The recent high is likely to pose short-term resistance to the pair and consolidation within support at Rs 70.80-71.30 and resistance at Rs 72.50-72.90 zone could be expected for the next 1-2 week…
After a small recovery, the Indian rupee fell to a day’s low at around 72.68 per dollar. It has recovered a bit during the day after it opened lower by 67 paise at 72.52 per dollar.
It is trading lower by 79 paise at around 72.64 per dollar versus Friday’s close 71.85.
The government on Friday announced an array of steps, including removal of withholding tax on Masala bonds, relaxation for foreign portfolio investors and curbs on non-essential imports to contain the widening current account deficit (CAD), which has widened to 2.4 percent of GDP in April-June, and check the rupee’s fall against the dollar.
Navneet Damani of Motilal Oswal Financial Services said, “The recent high is likely to pose short-term resistance to the pair and consolidation within support at Rs 70.80-71.30 and resistance at Rs 72.50-72.90 zone could be expected for the next 1-2 weeks.”
“Meanwhile, lower support is at Rs 70.50 and medium-term bias (for next 1-2 months) remains bullish above the same with a test of the ‘Cup & Handle’ target of 74.20 looking likely. Only sustained a break of Rs 70.50 would point towards a bigger correction in which case the pair could decline towards major support at Rs 68.50,” he added further.
Rupee in the last couple of sessions rose against the US dollar on the back of a report that the PM is going to hold an economic review meeting during the weekend. In the economic review meeting, the finance minister announced some steps to curb the volatility of the currency. The government plans to take measures to cut down “non-necessary” imports, ease overseas borrowing norms for the manufacturing sector and relax rules around banks raising masala bonds, or rupee-denominated overseas bonds, according to Motilal Oswal report.
Ajay Bodke, CEO PMS at Prabhudas Lilladher said, “The measures signal government’s intent to stem the panic that had gripped the currency market. However, the impact of most of these measures would be felt not immediately but over the next few months. What the government needs to focus on is how to address the structural deficiencies that have plagued export competitiveness of various sectors and what has hampered the indigenous development of sectors such as electronics and capital goods that has led to surging in their imports adversely impacting trade & current account deficit.”

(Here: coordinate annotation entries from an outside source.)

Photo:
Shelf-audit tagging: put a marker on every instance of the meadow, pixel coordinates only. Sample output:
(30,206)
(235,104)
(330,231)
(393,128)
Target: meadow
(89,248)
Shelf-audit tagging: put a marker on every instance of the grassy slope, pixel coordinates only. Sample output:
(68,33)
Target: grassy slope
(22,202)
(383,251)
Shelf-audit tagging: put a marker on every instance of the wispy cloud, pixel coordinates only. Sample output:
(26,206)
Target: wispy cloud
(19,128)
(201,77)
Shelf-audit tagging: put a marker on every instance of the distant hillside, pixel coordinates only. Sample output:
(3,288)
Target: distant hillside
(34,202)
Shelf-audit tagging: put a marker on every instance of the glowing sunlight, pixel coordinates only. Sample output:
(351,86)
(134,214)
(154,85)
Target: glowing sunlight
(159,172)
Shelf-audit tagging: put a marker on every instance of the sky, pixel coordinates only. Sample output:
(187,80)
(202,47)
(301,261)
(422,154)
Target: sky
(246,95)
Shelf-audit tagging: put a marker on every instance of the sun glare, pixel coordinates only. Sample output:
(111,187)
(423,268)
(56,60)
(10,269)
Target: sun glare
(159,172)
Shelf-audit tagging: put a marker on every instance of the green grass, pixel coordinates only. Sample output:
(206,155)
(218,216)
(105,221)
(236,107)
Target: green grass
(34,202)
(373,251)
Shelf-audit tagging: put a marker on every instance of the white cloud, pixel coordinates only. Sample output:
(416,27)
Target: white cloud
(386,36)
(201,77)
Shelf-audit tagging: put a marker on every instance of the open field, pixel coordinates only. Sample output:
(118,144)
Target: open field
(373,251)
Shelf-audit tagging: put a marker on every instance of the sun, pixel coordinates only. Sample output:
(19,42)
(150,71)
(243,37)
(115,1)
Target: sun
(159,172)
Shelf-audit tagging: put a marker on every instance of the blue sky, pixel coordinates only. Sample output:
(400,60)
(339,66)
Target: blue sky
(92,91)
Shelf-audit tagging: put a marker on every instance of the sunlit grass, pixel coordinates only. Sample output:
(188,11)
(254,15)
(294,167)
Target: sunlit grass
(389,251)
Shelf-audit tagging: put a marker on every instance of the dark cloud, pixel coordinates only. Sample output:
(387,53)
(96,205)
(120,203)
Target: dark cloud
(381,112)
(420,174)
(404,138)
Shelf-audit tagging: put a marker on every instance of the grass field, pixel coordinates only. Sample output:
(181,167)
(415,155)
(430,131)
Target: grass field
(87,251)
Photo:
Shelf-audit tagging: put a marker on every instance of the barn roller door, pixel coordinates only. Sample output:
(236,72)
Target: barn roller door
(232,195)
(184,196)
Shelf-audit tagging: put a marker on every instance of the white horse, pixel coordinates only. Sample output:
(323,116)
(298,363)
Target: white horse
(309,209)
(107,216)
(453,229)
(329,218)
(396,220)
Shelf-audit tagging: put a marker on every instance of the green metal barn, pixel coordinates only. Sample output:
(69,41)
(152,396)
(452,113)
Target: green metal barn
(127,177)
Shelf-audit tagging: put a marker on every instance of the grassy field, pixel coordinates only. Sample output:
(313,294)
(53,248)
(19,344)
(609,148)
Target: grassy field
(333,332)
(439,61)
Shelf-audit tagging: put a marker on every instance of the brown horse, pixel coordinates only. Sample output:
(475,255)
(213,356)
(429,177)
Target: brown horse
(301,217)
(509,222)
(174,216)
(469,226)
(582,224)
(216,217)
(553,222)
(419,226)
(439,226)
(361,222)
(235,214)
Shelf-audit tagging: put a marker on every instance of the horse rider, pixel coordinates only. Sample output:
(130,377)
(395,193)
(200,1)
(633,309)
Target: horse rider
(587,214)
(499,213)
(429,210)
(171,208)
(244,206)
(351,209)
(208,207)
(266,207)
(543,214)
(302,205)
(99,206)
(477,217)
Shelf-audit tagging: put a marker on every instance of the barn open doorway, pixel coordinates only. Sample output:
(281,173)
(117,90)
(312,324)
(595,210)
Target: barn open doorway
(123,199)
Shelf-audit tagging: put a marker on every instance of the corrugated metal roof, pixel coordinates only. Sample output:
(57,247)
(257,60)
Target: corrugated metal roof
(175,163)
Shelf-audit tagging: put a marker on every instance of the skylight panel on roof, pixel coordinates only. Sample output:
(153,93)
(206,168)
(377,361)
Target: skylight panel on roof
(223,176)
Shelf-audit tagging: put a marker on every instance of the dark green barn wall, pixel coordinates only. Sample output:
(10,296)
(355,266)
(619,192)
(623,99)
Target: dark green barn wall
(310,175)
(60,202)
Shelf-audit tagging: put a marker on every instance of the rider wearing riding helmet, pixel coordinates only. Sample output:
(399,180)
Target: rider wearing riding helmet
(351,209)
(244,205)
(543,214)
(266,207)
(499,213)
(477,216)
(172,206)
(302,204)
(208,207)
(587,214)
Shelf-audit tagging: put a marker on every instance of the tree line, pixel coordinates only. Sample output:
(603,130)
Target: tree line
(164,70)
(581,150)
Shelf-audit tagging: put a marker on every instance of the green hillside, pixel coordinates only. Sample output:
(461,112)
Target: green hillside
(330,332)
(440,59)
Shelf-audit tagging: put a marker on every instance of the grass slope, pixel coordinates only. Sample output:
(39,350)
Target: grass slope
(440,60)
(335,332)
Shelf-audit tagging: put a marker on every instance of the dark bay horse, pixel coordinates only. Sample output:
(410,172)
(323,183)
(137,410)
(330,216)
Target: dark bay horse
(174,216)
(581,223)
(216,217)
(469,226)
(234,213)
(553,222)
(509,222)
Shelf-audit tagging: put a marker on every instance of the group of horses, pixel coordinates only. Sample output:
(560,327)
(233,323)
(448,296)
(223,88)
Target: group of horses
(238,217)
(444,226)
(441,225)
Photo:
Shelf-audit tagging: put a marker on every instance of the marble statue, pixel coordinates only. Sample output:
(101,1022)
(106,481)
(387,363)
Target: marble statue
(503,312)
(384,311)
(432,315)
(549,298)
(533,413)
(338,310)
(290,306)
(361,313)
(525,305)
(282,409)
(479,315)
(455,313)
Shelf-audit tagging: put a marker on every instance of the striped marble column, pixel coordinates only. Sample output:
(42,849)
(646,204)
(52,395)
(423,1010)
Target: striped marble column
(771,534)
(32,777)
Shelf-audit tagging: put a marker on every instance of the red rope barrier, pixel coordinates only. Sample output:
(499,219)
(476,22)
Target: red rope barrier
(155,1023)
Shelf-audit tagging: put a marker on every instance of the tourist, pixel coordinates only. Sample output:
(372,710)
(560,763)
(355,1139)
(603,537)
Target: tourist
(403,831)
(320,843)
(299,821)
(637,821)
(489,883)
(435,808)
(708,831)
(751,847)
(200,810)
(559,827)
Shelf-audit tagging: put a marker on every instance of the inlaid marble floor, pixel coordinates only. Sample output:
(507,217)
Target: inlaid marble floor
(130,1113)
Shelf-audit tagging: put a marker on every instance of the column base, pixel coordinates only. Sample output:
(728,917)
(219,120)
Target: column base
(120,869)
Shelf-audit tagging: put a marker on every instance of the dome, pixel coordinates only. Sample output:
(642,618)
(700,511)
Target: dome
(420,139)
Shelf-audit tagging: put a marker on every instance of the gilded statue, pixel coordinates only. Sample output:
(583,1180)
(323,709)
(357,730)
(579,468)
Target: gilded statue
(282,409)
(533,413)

“Lastly, rather than focusing primarily on how to fund the growing CAD policymakers need to think on how to contain it. Many countries with growing twin deficits are experiencing a meltdown in their currencies, rising bond yields and swooning equity markets in these times of heightened risk aversion. A government must strictly adhere to fiscal prudence & its budgeted deficit target as well as resist the urge to embrace populism in an election year or else the typhoon of tumult is bound to batter the Indian shores again, he said further.